Two years ago, I was skeptical about the progress of the economic reform programme. I was not alone in this impression since the harsh measures that were taken left most Egyptians helpless in the face of soaring price hikes. Sadly, the grievances of average citizens were aggravated by the greed of merchants and weak controls over prices and markets.
The Egyptian economy has come a long way in the past eight years. Following the revolution in 2011, growth fell sharply to below two per cent, and unemployment jumped to over 10 per cent, one of the highest levels in 10 years. Subsequent governments decided not to tackle the main economic problems in order to dodge the discontent of the already unhappy population furious with government performance and inadequate living conditions. They preferred to take to several populist measures to pacify the discontented public. Such measures included spending more on subsidies and government employment and increasing wages. Thus, the fiscal deficit jumped to 8.6 per cent of gross domestic product (GDP), leading to an increase in inflation to 11 per cent. The external current account deficit increased to nearly $5 billion and the unemployment rate had risen to 12.9 per cent in 2015.
Successive governments continued to make unwise policy mistakes; the biggest was keeping the Egyptian pound stable. This resulted in the Central Bank of Egypt (CBE) losing over $20 billion of its foreign exchange reserves between December 2010 and May 2012. Although in the first half of the fiscal year 2010-2011 the growth rate reached 5.2 per cent, it declined to 4.2 per cent in the first quarter of 2011, then reached virtually zero growth in the last quarter of the fiscal year, resulting in an overall growth of only 1.8 per cent in that fiscal year.
On the back of these developments, the three major credit rating agencies — Moody’s Investors Service, Fitch Ratings and Standard & Poor’s — downgraded Egypt’s sovereign credit rating.
After the 30 June Revolution, President Abdel-Fattah Al-Sisi faced a big challenge: how to revive the economy to achieve sustained high economic growth of at least 6-7 per cent and reduce unemployment. This required the implementation of major economic and institutional reforms. It was expected that these reforms take time before yielding results.
In November 2016, the government, in collaboration with the International Monetary Fund (IMF), launched an economic reform program which aimed at restoring the economic stability of Egypt and paving the way for higher long-term growth. The government has carried out bold reforms since then. Among the tough economic measures were the liberalisation of the foreign exchange market and energy subsidy reforms.
Now, as the economic reform programme is nearing completion — June 2019 — the picture is totally different.
The economy grew at an accelerated pace in the second quarter of the fiscal year 2019. GDP now stands at 5.3 per cent and is projected to reach 5.8 per cent in 2020.
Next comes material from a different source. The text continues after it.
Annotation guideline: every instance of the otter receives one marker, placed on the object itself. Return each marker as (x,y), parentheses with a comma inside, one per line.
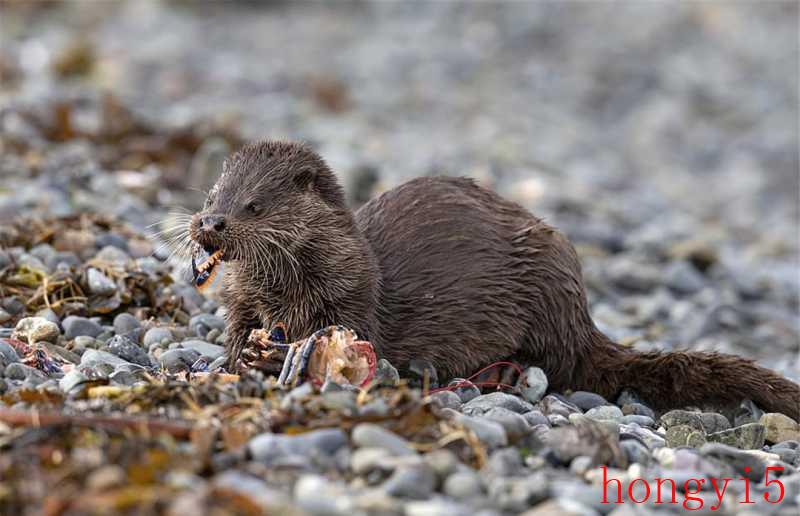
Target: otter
(439,269)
World Travel & Tourism Council (WTTC) revealed that the travel and tourism sector contributed 11.9 per cent of Egypt GDP during 2018 and is expected to grow a further 5.4 per cent in 2019. Furthermore, WTTC showed that tourism was responsible for 9.5 per cent of all Egypt’s employment, providing 2.5 million jobs.
The unemployment rate decreased to 8.90 per cent in the fourth quarter of 2018, the lowest level in nine years. It was as high as 12.40 per cent in 2013.
Foreign currency reserves have risen steadily, reaching $44.06 billion by the end of February 2019.
The Egyptian pound strengthened to its highest in over two years, boosted by the improvements in tourism, exports, substitution of natural gas imports with domestic production, Egyptian expat remittances, increased foreign investors’ appetite for Egyptian treasury bills and improving the balance of payments.
Over and above, international credit rating agencies have changed their views of the progress of the Egyptian economy. Fitch recently upgraded Egypt’s credit rating from B to B+. Fitch’s report says, “Egypt will continue to generate better economic outcomes beyond the IMF agreement.” Likewise, Moody’s Investors Service has upgraded Egypt’s credit outlook rating from “stable” to “positive” following the positive outcome of the “ambitious” economic reform programme, along with political stability which has led to structural improvements in Egypt’s fiscal and current account balances, with primary deficits dropping and debt beginning to shrink. As for Standard & Poor’s (S&P), it raised the global rankings of Egypt’s sovereign credit rating from B- to B in May 2018.
Nonetheless, the picture is not entirely rosy. The public debt stands at 98 per cent of GDP, which remains high though sustainable. Servicing the debt accounts for about 30 per cent of fiscal spending, almost 10 per cent of GDP.
The improvement in the economy should be reflected in the daily life of ordinary people. Only then will the average citizen have fully reaped the rewards of the economic reform programme.
The writer is CEO of Alraya Consulting.